Unicode / Creating, Writing, Appending / a text (*.txt) File

Member 15078716

2.45/5 (5 votes)

1 Jul 2022CPOL5 min read

4.6K

Unicode / Creating, Writing, Appending / a text (*.txt) file - how to do it

In this tip, you will see how to create a text (.txt) file with a Unicode utf-8 file name, write a BOM to the beginning of the same file, and append the same file with Unicode string.

Introduction

This post discusses the following:

Creating a text (.txt) file with a Unicode utf-8 file name
Writing a BOM to the beginning of the same file
Appending the same file with Unicode string

Background

I used to use Microsoft Visual Studio a lot for many years and I wrote many programs in it, some of which dealt with intense engineering design and testing. I was aware that Visual Studio (VS) is a cripple that did things for me fast. It is called a Rapid Application Development environment because it is that. But, I wanted more control over my code and I did not want to have to guess that the VS cripples were doing as I desired. I had to see the actual code. I had to be the one that coded it in.

Thus, when I retired, I stopped using Visual Studio and jumped directly into intermediate to advanced C++11. I studied available IDEs and available compilers and chose Code::Blocks 17.12 with MinGW and GCC 5.1 for its stability and usability. I rejected wxWidgets which comes with CodeBlocks since it (in my opinion) is just another cripple for RAD similar to VS and I did not want it.

A RAD is great if you are in a desperate hurry. I am retired and I can now program in C and C++ all day and all night if I like.

For the first few months, I was using Bjorne's books and studying there. I have not needed to use those except rarely since then.

C and C++ is so much better than what I had used before.

About 2 years later, I can now code in a large program that does more and is more cross-platform adjustable via the IDE (Code::Blocks 17.12) than I did before.

This article (yea, they told me to call it a "Tip", but it really is an article) addresses a realized need (to some extent) to use Unicode. Unicode is vast. Its potential is vast. When I left the limitations of Visual Studio, I also separately left the limitations of ANSII and now my code is in C and C++ and I can now actually program in Unicode (yes, I now can whether you understand that or not) and my interface is in Unicode. This does not tell all about the use of Unicode in C and C++, but it does give a working example that is to a great extent backward compatible and forward compatible. Read the limits that I disclose herein and enjoy.

Problems getting here:

Many people have a disgusting and perverted attitude against anything prevous, like Microsoft Windows' previous versions older than they personally are using, and they berate any and all that do not worship what is being advertised by marketers as "modern".

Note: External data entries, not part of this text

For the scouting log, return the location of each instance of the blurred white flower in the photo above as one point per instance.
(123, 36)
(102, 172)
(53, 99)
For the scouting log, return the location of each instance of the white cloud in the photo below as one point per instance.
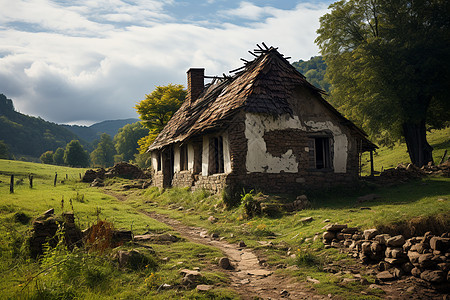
(83, 69)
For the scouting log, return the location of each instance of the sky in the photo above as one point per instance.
(84, 61)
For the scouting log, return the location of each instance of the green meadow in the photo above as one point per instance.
(422, 204)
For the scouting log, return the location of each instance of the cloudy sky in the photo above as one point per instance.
(80, 62)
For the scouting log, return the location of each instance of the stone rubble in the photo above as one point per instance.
(426, 257)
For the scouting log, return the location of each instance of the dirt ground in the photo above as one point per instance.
(252, 280)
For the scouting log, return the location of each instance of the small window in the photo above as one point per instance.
(320, 153)
(158, 162)
(183, 158)
(216, 155)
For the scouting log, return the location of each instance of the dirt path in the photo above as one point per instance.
(248, 277)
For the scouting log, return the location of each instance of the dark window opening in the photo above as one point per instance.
(158, 162)
(183, 158)
(216, 155)
(320, 153)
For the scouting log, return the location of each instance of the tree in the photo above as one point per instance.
(4, 152)
(157, 109)
(75, 155)
(126, 140)
(103, 155)
(47, 157)
(388, 62)
(58, 156)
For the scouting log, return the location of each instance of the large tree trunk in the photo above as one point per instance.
(419, 150)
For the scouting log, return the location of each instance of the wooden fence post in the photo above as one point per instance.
(11, 185)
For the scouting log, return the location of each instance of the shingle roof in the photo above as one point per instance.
(264, 86)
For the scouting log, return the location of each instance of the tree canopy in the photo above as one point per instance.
(75, 155)
(126, 140)
(388, 62)
(47, 157)
(58, 156)
(4, 153)
(103, 155)
(156, 110)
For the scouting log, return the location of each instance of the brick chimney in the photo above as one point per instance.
(196, 83)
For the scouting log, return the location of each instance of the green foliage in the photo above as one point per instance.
(4, 152)
(389, 66)
(157, 109)
(75, 156)
(58, 157)
(314, 71)
(47, 157)
(126, 140)
(103, 155)
(252, 207)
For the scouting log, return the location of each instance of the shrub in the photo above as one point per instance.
(252, 207)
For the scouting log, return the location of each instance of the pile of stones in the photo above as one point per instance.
(122, 169)
(45, 228)
(409, 171)
(300, 203)
(426, 257)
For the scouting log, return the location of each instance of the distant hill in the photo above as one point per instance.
(93, 132)
(314, 71)
(30, 136)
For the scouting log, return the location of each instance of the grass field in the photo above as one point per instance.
(61, 274)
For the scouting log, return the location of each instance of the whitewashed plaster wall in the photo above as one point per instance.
(226, 154)
(155, 161)
(259, 160)
(176, 159)
(190, 157)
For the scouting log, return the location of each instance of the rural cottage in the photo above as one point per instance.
(264, 127)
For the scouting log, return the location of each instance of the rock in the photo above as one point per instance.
(436, 276)
(407, 267)
(413, 256)
(212, 219)
(396, 241)
(131, 259)
(416, 272)
(49, 212)
(203, 287)
(357, 237)
(328, 235)
(370, 233)
(445, 267)
(224, 263)
(386, 276)
(368, 197)
(396, 261)
(312, 280)
(376, 247)
(365, 247)
(382, 238)
(439, 243)
(349, 230)
(419, 247)
(307, 220)
(335, 227)
(191, 277)
(426, 261)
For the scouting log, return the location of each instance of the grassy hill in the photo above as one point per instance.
(30, 136)
(93, 132)
(424, 203)
(385, 158)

Microsoft has many problems with hard-coded C and C++ doing Unicode stuff. I understand. Microsoft, in the past, created lots of "code pages" in which they seem to have hard coded Unicode symbols to force their operating system to work with Unicode before C and C++ was developed enough to program sufficiently with it in mind. I get it. Microsoft did a great job of forcing their operating systems to be compatible with Unicode. But, Microsoft does not seem to have gotten beyond that. They still own the market, so to say, but they need to deal with that limitation and at the same time, be backward compatible. Maybe Bjorne can be hired for some astronomical price to help them.

Code::Blocks does not guess and suggest like Visual Studio did, but that is fine with me. It took some getting used to, but I like it, I like it a lot.

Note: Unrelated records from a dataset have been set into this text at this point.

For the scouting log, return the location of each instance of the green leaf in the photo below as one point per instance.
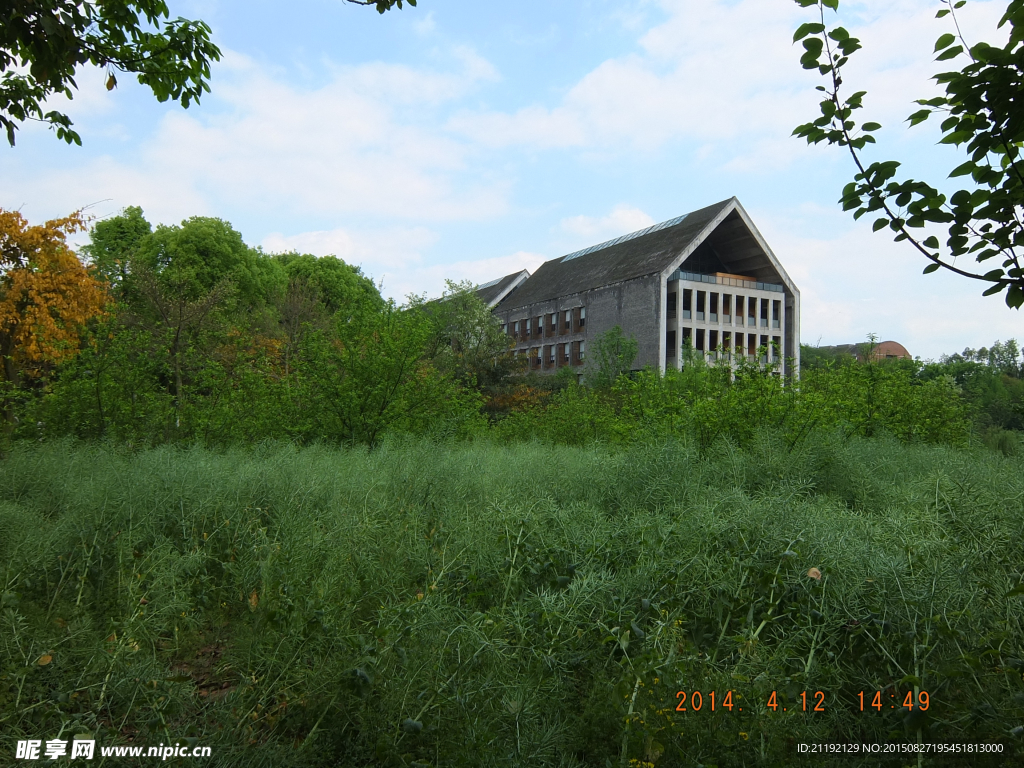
(963, 170)
(920, 117)
(807, 29)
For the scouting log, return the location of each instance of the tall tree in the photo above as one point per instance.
(984, 118)
(46, 295)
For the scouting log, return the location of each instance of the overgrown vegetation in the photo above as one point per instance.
(254, 505)
(431, 604)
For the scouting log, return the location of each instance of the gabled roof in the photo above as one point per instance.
(634, 255)
(492, 293)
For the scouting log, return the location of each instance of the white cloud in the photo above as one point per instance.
(425, 26)
(365, 143)
(622, 220)
(728, 73)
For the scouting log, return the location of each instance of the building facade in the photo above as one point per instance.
(706, 279)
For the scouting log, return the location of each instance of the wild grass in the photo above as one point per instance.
(535, 605)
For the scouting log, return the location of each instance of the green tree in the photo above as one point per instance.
(339, 287)
(984, 117)
(114, 242)
(466, 340)
(611, 355)
(54, 38)
(374, 375)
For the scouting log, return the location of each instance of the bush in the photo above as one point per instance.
(539, 604)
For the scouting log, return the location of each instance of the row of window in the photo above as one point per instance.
(706, 306)
(724, 342)
(555, 355)
(569, 321)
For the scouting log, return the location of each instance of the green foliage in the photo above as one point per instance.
(431, 603)
(466, 339)
(376, 376)
(708, 401)
(338, 287)
(192, 260)
(983, 117)
(114, 242)
(54, 38)
(611, 355)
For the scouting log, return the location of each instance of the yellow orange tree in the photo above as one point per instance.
(46, 296)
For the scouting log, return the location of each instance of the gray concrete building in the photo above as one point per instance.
(707, 279)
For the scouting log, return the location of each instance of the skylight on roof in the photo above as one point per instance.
(488, 285)
(616, 241)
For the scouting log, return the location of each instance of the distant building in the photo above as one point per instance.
(706, 279)
(883, 350)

The biggest problem has been that the committee that stamps its approval on Bjorne's versions of C++ seems to have been overwhelmed by Unicode and thus has precipitated a lack of compiler development in that direction.

For these problems, I have and I do and I will get past them and my code will work for me as I desire.

Using the Code

I retain all of my rights for this article.
I proclaim this to be an open source article.
Codeproject.com now has rights to this article as they have chosen to publish it on their site.

The following sets up some basics (not all) that encapsulate or address the code that I am allowing you to see.

This was done on Microsoft Windows XP Professional 32 bit with service pack 2 (certainly not 3).

Using Code::Blocks 17.12 with MinGW with GCC 5.1 set for C++11.

Using a Graphical User Interface (GUI).

THIS IS SO IMPORTANT:

In Code::Blocks 17.12 / Settings / Editor (Configure editor) (General Settings) / Encoding settings / Encoding / "Use encoding when opening files:" UTF-8 / "Use this encoding" (+) "As default encoding (bypassing C::B's auto-detection)" / [+] "If conversion fails using the settings above, try system local settings"

and:

C++

int WINAPI WinMain(HINSTANCE hInstance, HINSTANCE, LPSTR, int nCmdShow)

and at the start of the code before anything else:

C++

#define _UNICODE
#define UNICODE

and other stuff, but that should get you close.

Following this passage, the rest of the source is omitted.